Can agents optimize CO2 transport?
Agent-Based Modeling for Multimodal Transportation of CO2 for Carbon Capture, Utilization, and Storage: CCUS-Agent†
November 25, 2024
https://arxiv.org/pdf/2411.14438This paper introduces CCUS-Agent, a multi-agent simulation model for optimizing Carbon Capture, Utilization, and Storage (CCUS) transportation in the US. The model simulates interactions between CO2 supply agents (power plants, industrial facilities), demand agents (storage sites, utilization facilities), and transportation networks (pipeline, rail, water, truck) under various cost and policy scenarios.
Key points for LLM-based multi-agent systems:
- Agent-based modeling: The system uses decentralized agents (supply, demand, transport) interacting based on individual incentives and constraints. This aligns with the core principles of multi-agent systems.
- Complex System Dynamics: The model captures emergent behavior from the interactions of many agents, providing a more realistic view than optimization approaches that assume perfect information. This is a strength of multi-agent simulations, and LLMs can bring additional nuance to agent behavior.
- Matching Algorithms: The paper explores various algorithms for matching supply and demand agents, analogous to task allocation in multi-agent systems. LLMs could be used to develop more sophisticated dynamic matching strategies.
- Policy Impact Evaluation: Simulating 45Q tax credit and other policy incentives demonstrates the potential of multi-agent systems to assess real-world policy interventions. LLMs could further analyze policy impacts by reasoning about policy features and agent responses.
- Scenario Planning: The model supports what-if analyses by varying costs, transport options, and other parameters. This is directly applicable to multi-agent systems, where LLMs can generate and evaluate diverse scenarios.
- Scalability: The model simulates a large-scale, complex system. This demonstrates the potential for developing large-scale multi-agent systems, where LLMs could be used for coordination, negotiation, and learning amongst agents.

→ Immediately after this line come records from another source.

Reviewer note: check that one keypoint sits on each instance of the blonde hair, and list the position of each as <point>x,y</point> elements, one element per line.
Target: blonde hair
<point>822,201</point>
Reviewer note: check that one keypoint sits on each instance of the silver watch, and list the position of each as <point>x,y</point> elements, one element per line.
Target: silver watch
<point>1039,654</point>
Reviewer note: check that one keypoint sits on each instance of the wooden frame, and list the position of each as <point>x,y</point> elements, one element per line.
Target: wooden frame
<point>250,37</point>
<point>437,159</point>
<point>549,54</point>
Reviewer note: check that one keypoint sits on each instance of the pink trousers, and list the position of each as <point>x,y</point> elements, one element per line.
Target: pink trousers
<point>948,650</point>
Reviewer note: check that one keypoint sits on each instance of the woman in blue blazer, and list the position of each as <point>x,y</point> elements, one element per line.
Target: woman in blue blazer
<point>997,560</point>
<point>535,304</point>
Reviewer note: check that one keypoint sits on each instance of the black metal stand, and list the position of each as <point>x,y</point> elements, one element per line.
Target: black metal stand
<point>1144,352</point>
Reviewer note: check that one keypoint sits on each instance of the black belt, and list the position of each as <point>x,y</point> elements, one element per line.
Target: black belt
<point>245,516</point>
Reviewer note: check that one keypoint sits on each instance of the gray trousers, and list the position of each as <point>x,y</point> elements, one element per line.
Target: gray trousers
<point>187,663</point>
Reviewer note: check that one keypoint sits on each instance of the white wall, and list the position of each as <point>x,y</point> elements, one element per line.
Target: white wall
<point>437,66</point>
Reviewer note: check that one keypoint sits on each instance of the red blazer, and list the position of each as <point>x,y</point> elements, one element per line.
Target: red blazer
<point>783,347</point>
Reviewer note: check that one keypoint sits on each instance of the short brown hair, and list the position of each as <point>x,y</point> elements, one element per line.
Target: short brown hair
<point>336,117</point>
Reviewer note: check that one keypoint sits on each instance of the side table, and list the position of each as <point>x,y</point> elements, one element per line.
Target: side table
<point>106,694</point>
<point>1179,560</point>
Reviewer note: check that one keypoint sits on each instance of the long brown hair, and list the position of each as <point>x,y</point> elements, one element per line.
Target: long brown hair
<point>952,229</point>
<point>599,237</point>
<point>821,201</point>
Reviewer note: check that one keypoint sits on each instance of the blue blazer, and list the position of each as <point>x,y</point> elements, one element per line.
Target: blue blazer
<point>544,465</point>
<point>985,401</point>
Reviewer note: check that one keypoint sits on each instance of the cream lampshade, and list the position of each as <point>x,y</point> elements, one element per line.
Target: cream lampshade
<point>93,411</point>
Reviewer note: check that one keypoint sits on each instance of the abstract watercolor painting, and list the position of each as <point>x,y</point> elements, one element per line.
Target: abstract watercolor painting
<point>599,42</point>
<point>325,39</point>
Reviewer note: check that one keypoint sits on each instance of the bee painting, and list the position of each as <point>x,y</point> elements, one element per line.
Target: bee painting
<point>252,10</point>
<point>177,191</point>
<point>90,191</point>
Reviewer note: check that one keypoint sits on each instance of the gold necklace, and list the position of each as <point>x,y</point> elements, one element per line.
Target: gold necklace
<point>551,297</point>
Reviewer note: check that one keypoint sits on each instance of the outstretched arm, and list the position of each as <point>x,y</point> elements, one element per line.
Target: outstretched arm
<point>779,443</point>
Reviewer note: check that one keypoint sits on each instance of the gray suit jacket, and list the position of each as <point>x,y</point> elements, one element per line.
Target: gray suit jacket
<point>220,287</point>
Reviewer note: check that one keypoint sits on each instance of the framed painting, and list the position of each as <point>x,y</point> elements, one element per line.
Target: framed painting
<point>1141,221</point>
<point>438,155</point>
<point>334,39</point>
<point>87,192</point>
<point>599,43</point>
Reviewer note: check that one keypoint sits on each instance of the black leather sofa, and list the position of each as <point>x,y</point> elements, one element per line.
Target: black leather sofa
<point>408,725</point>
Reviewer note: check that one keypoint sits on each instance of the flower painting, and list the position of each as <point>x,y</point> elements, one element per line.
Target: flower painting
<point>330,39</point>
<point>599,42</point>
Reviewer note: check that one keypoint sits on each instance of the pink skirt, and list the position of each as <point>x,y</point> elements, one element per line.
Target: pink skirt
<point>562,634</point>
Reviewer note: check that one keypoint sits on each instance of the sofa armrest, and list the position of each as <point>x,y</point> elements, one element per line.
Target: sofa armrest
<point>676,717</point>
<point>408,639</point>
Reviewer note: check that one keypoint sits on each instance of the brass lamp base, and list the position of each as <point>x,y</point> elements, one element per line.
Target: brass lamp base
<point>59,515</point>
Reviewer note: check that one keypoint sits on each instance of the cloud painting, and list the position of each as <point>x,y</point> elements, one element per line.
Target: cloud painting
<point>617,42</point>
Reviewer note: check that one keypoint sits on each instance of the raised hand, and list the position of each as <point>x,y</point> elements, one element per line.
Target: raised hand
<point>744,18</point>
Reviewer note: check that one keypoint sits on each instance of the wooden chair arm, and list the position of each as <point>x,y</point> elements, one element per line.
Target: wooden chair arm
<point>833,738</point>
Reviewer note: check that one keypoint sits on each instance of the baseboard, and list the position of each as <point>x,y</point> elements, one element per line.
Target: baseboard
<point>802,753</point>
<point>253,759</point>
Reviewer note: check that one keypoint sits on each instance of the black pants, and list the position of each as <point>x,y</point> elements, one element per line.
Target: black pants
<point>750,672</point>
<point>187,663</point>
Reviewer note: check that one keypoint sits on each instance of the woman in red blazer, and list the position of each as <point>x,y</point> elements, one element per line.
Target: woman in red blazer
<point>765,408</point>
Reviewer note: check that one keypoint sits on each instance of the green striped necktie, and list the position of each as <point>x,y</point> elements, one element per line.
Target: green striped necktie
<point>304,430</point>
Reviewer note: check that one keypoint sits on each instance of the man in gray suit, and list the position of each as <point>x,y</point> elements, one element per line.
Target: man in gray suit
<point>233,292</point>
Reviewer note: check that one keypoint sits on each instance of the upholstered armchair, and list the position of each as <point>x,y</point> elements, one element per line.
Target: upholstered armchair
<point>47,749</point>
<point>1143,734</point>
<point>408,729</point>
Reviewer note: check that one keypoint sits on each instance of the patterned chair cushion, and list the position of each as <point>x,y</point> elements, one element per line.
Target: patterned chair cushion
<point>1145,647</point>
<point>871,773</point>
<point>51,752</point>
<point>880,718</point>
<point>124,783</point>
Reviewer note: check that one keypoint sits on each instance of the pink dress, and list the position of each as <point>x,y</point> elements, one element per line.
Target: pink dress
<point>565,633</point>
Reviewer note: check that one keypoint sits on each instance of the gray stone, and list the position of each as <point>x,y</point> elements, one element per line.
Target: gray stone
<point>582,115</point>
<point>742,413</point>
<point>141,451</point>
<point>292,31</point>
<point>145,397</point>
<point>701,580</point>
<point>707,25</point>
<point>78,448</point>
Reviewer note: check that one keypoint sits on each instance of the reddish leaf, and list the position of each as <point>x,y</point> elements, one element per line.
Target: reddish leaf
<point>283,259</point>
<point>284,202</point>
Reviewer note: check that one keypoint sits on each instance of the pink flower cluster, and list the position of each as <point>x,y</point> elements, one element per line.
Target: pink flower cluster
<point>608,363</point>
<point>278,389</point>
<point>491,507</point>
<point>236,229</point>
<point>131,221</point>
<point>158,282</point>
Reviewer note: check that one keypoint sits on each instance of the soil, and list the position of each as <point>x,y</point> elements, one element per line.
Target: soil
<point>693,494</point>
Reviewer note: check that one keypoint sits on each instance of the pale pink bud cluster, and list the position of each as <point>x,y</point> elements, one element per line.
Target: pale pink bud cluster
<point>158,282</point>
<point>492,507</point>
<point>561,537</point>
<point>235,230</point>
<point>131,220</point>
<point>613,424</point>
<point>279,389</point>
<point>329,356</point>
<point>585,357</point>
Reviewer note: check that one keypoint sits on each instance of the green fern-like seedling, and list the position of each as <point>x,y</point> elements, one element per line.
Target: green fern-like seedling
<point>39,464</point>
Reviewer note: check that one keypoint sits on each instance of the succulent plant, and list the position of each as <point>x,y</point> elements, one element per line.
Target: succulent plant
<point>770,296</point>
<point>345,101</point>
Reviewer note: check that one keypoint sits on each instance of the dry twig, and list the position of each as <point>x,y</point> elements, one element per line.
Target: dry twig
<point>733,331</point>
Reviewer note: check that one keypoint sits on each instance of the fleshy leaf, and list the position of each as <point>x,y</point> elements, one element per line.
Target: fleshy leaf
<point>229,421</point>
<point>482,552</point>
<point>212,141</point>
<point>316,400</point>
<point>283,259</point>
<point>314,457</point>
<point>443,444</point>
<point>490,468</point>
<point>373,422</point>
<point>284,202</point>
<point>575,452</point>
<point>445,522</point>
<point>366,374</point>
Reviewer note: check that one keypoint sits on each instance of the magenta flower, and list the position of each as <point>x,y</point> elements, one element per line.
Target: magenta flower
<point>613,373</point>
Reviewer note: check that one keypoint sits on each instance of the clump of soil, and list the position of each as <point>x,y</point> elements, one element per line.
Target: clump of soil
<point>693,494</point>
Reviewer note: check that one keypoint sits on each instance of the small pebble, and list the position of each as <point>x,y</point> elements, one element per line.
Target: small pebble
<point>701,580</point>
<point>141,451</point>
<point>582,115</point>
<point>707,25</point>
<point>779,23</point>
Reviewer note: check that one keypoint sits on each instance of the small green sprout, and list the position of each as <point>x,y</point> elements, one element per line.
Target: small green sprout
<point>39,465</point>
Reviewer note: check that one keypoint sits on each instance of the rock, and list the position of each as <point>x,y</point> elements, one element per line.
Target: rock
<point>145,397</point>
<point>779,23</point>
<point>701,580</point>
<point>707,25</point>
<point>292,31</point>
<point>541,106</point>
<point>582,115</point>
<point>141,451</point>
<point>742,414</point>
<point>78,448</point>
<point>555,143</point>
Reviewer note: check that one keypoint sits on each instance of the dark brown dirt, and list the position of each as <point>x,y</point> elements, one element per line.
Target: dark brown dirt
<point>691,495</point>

- Modularity & Extensibility: The modular design of the model could be replicated in LLM-based multi-agent systems, enabling flexibility and easier integration of new agents and behaviors. LLMs can be used as modular components within these agents.
The paper showcases how an agent-based model, potentially enhanced by LLMs in the future, can support complex decisions in real-world applications like CCUS.